Vor dem Fest (übersetzt von Anthea Bell) ist ein breit angelegter Roman, der im Verlauf eines einzigen Tages und einer Nacht in Fürstenfelde spielt, ein Dorf in Brandenburg, in dem (wie in vielen anderen) mehr Leute sterben, als geboren werden. Die Kapitel wechseln zwischen der Sicht von Anna (die kurz vor dem Aufbruch zur Uni steht), Herrn Schramm („ehemaliger Oberstleutnant der NVA, dann Förster, jetzt Rentner und, weil es nicht reicht, schwarz bei Von Blankenburg Landmaschinen“) und einem Fuchs, sowie weiteren Dorfbewohnern, und werden immer wieder von dem Dorf als Chor, als amorphes, ironisches „wir“ vermittelt:

„Die Natur erobert sich zurück, was ihr gehört. Würde man woanders sagen. Wir sagen das nicht. Weil es Unfug ist. Die Natur ist inkonsequent. Auf die Natur ist kein Verlass. Und auf was du dich nicht verlassen kannst, damit bau keine Redewendungen.“

Der Roman wird am Vorabend des jährlichen Anna-Festes im Dorf erzählt. Niemand weiß zwar, was genau mit diesem Fest gefeiert wird, aber dieser Anlass eröffnet für den Roman die Geschichten und Traditionen des Dorfes – vom Gerede über Tanzabende und Informanten bis hin zur mittelalterlichen Mythologie – und erzeugt ein Gefühl des Unheimlichen. Figuren, die eigentlich nicht existieren können, laufen durch die Straßen – wie beispielsweise das reimende Duo aus Henry und Q, die den Bewohnern irgendwie aus den Dorflegenden bekannt sind. Stanišić widersteht der Versuchung, die Geheimnisse der Nacht zu erklären, sodass der Leserin lange nach der letzten Seite die Rätsel des Buches durch den Kopf gehen. Wer hat die Glocken eigentlich geläutet und war das wirklich ein Wolf?

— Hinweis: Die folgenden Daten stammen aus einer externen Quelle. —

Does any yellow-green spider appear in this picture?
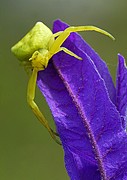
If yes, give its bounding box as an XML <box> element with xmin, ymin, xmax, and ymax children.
<box><xmin>11</xmin><ymin>22</ymin><xmax>114</xmax><ymax>143</ymax></box>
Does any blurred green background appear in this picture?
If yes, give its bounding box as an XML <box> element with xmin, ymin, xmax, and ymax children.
<box><xmin>0</xmin><ymin>0</ymin><xmax>127</xmax><ymax>180</ymax></box>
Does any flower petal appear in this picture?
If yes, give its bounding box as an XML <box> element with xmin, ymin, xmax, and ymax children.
<box><xmin>37</xmin><ymin>20</ymin><xmax>127</xmax><ymax>180</ymax></box>
<box><xmin>53</xmin><ymin>20</ymin><xmax>116</xmax><ymax>104</ymax></box>
<box><xmin>116</xmin><ymin>54</ymin><xmax>127</xmax><ymax>129</ymax></box>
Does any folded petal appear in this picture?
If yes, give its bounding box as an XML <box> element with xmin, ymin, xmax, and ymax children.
<box><xmin>116</xmin><ymin>54</ymin><xmax>127</xmax><ymax>129</ymax></box>
<box><xmin>53</xmin><ymin>20</ymin><xmax>116</xmax><ymax>104</ymax></box>
<box><xmin>37</xmin><ymin>20</ymin><xmax>127</xmax><ymax>180</ymax></box>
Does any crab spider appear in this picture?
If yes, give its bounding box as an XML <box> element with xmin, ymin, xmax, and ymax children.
<box><xmin>11</xmin><ymin>22</ymin><xmax>114</xmax><ymax>144</ymax></box>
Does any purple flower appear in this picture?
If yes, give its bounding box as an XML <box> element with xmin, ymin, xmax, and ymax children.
<box><xmin>37</xmin><ymin>20</ymin><xmax>127</xmax><ymax>180</ymax></box>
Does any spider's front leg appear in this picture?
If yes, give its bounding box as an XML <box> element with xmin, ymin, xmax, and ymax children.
<box><xmin>27</xmin><ymin>64</ymin><xmax>61</xmax><ymax>144</ymax></box>
<box><xmin>49</xmin><ymin>26</ymin><xmax>114</xmax><ymax>59</ymax></box>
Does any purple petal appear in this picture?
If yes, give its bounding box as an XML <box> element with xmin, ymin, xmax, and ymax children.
<box><xmin>37</xmin><ymin>20</ymin><xmax>127</xmax><ymax>180</ymax></box>
<box><xmin>53</xmin><ymin>20</ymin><xmax>116</xmax><ymax>104</ymax></box>
<box><xmin>116</xmin><ymin>54</ymin><xmax>127</xmax><ymax>128</ymax></box>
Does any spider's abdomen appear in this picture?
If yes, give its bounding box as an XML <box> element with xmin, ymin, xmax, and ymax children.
<box><xmin>11</xmin><ymin>22</ymin><xmax>54</xmax><ymax>61</ymax></box>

Für mich ist Ali Smith eine der wahren Erben der Moderne – und Stanišić teilt ihre Fülle an Perspektiven und ihren geschickten, subtilen Stil. Vor dem Fest unterwandert immer wieder sich selbst: Das Buch fasziniert durch die Art, wie Stanišić die Geschichte und Geschichten des Ortes aufbaut – aber das Dorf stellt immer wieder infrage, ob diese Geschichten wohl „außergewöhnlich ungeschickte Fälschungen“ sind. Wer hier Geschichte zu ernst nimmt, wird in eine tragische Farce verwickelt. Die Liebe des Autors für den Ort und seine Leute ist klar zu erkennen, aber der Roman wird nie nostalgisch und wandert stattdessen von Trauer zu Ironie bis hin zur Freude – und wieder zurück.

Ich war gerade dabei, Vor dem Fest zu lesen, als ich die Nachricht erhielt, dass die Übersetzerin des Romans, Anthea Bell, gestorben war. In der Welt der Übersetzung war Bell eine Koryphäe – die Übersetzerin von Kafka und W.G. Sebald, die jedoch vor allem für ihre großartigen Wortspiele in den englischsprachigen Asterix-Büchern (Dogmatix für Idefix, Vitalstatistix für Majestix) bekannt war. Diese Verspieltheit erkennt man in ihrer Übertragung des gespielten Ernstes der Fürstenfelder Geschichtensammlung und ihr feines Gespür für Sprache wird durch die Wiedergabe der zahlreichen vielschichtigen Register des Buchs offenbar. Vor dem Fest ist ein überraschendes, bemerkenswertes Buch und ein passendes Denkmal für eine große Übersetzerin.